Editorial

Heartbreaking crimes

A few days ago, the same edition of the Southeast Missourian had separate stories detailing the horror and suffering parents are capable of inflicting on their children.

One story reported that the conviction of a Texas mother had been overturned on a technicality. She had been convicted of murdering her five children. Under circumstances that are almost too horrible to imagine, the young mother drowned her children one by one in a bathtub at the family home. She then called police. Testimony at her trial indicated she was overwhelmed by motherhood.

Closer to home, a Poplar Bluff couple was arrested and charged with first-degree child abuse and felony murder after their 2-week-old son died from injuries police believe were caused by brutal punishment.

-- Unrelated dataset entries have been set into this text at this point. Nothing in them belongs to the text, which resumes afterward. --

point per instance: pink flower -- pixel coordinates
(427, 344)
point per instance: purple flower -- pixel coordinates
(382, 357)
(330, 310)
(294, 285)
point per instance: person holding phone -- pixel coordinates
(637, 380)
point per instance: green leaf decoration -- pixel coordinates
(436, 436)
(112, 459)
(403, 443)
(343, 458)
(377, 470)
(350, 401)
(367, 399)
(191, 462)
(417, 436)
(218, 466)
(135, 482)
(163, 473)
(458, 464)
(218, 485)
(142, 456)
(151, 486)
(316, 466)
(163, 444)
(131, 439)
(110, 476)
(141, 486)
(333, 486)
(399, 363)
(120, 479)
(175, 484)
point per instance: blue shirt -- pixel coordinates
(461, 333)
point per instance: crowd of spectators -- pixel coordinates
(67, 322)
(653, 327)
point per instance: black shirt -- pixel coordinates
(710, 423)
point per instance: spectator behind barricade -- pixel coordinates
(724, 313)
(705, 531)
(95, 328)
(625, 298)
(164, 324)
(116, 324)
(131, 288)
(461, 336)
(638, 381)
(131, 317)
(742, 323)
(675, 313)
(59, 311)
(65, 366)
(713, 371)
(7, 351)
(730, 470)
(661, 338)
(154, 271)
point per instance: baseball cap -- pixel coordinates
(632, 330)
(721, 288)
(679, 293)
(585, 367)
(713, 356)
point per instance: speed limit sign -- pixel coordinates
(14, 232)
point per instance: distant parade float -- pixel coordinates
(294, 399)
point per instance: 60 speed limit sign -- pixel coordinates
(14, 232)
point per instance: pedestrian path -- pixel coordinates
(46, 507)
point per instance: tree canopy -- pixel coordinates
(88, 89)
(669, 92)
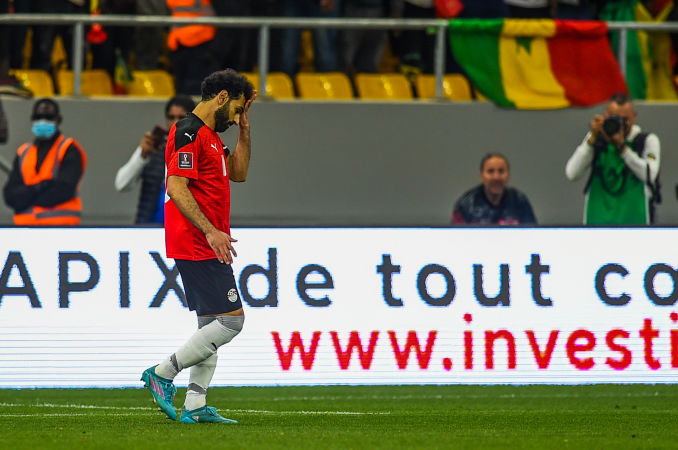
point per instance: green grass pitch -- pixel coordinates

The most astonishing -- and heartbreaking -- evidence in the Poplar Bluff case came from witnesses who told authorities they saw several instances of alleged abuse. If that's the case, it makes any reasonable person wonder why someone didn't intervene before the infant sustained life-threatening injuries.

The capacity for human beings to inflict pain and suffering on other human beings is well-documented. To explain why this happens would fill large volumes, as many experts have tried to do over the centuries.

But such crimes are magnified beyond comprehension when children become victims at the hands of their own parents.

Such victims deserve our compassion, and so do those who commit these crimes. But the guilty also deserve to be appropriately punished. In the court of public opinion, those who watch and take no action also should suffer some consequences.